CFP makes environmental move

Cayman Free Press has installed a computer to plate production line for its newspaper operations to achieve and maintain the most environmentally friendly production process.

Cayman Free Press staff

From left, Charles Ebanks, Walwin Clarke and Marjory Bush pose with film no longer in use. Photo: Stephen Clarke

For the past 45 years newspapers have produced printing plates for their presses using film and aluminium. This film has a silver halide present in its emulsion and coupled with the plates, the process renders chemicals that can pose a danger to the environment.

The introduction of this technology and new equipment will eliminate the use of film and the aggressive chemicals traditionally associated with the procedure.

Cayman Free Press Managing Director Brian Uzzell explained, ‘The installation of this plate making equipment is just part of the company’s continuing investment in all areas of its business.’

Mr.

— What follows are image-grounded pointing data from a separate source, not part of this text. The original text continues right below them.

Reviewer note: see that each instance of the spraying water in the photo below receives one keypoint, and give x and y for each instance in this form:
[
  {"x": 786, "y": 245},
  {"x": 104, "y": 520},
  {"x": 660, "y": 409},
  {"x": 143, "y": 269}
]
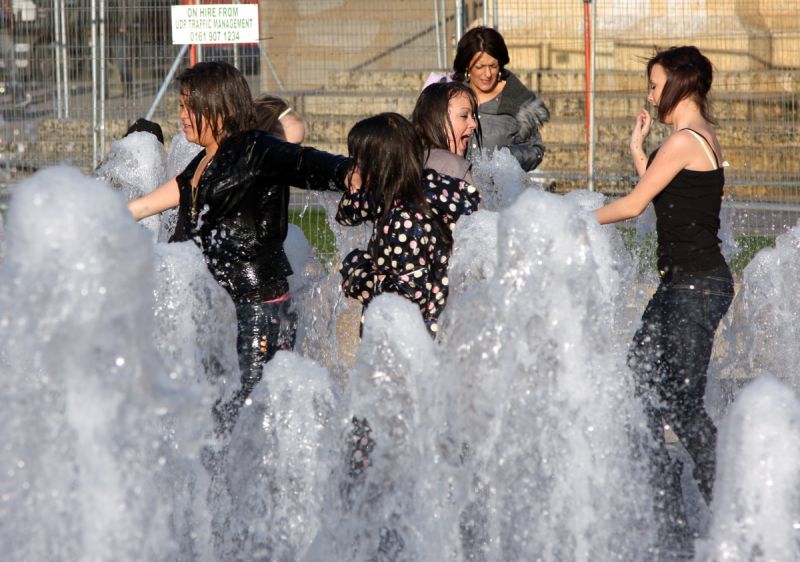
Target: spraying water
[{"x": 514, "y": 436}]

Uzzell said the undertaking ‘further demonstrates CFP’s commitment to doing its part to help the environment in Cayman and will challenge the new government to commit to improving the situation that now exists.’

Walwin Clarke, Marjorie Bush and Charles Ebanks have worked in the company’s production and pre-press areas for over 30 years. The three say they have seen many changes in that time, and cited the elimination of these chemicals as probably the most important, as well as the one which they were most pleased with.

A year ago, CFP installed a similar system for its commercial and magazine production.